She has a penchant for slight metrical dalliance and for a surfeit
of tenutos but she plays with emotional commitment and technical
security sufficient to dispel concerns as to indulgence. It’s
a work with which she has been associated for a number of years
now. Handley ensures the falling wind figures are tight and on
the money; the brass is trenchant and whiplash; chording is excellent.
The orchestral fabric ensures we hear things that less experienced
practitioners fail to bring out; wind lines are especially evocative.
There is a fine hushed pianissimo in the slow movement, the heart
of the affair – where Clein is elastic in her phrasing. And the
finale sees once more those combative brass and tactile winds
to the fore. Rhythms are stamped out tightly but Clein occasionally
distends the melodic line too much – very communicative but less
persuasive architecturally.
So a fine performance of the concerto, if one
that tends to linger a little too much for my own tastes.
Clein and Handley then combine on a series
of well-known Elgar works arranged by Julian Milone for cello
and orchestra. This is really a strange collection of non-cellistic
morceaux. In Moonlight works well enough; it’s not too dragged
out. La Capricieuse encroaches on the violin repertoire. It has
a rather salon profile that thereby robs it of incision and wit.
The central, contrastive espressivo episode doesn’t really work
on the cello. The Romance was originally written for bassoon and
I don’t object to this version. Salut d’Amour gets trotted out – there’s
more than a hint of the Hotel Cecil Orchestra on Zonophone 78s;
but at least there’s not too much sugar about this arrangement
or the speed with which it’s taken. And there’s more than a touch
of the George Melachrinos about Chanson de Matin. Still that’s
far preferable in my book to the bizarre register fumbling involved
in Sospiri, which is, to put it crudely, mutilated.

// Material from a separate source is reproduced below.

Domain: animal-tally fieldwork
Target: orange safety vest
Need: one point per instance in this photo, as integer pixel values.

I doubt you’ll play these arrangements too
often so that leaves us with the Cello Concerto – a warm, highly
expressive, though very closely recorded performance. I like Frenchmen
in this concerto – they tend to get the emotional balance right – but
I’ve always liked Pini from a semi-historical perspective. There
are plenty of contemporary performances out there; I admire this
Clein performance but it’s a tough ask to promote just the concerto.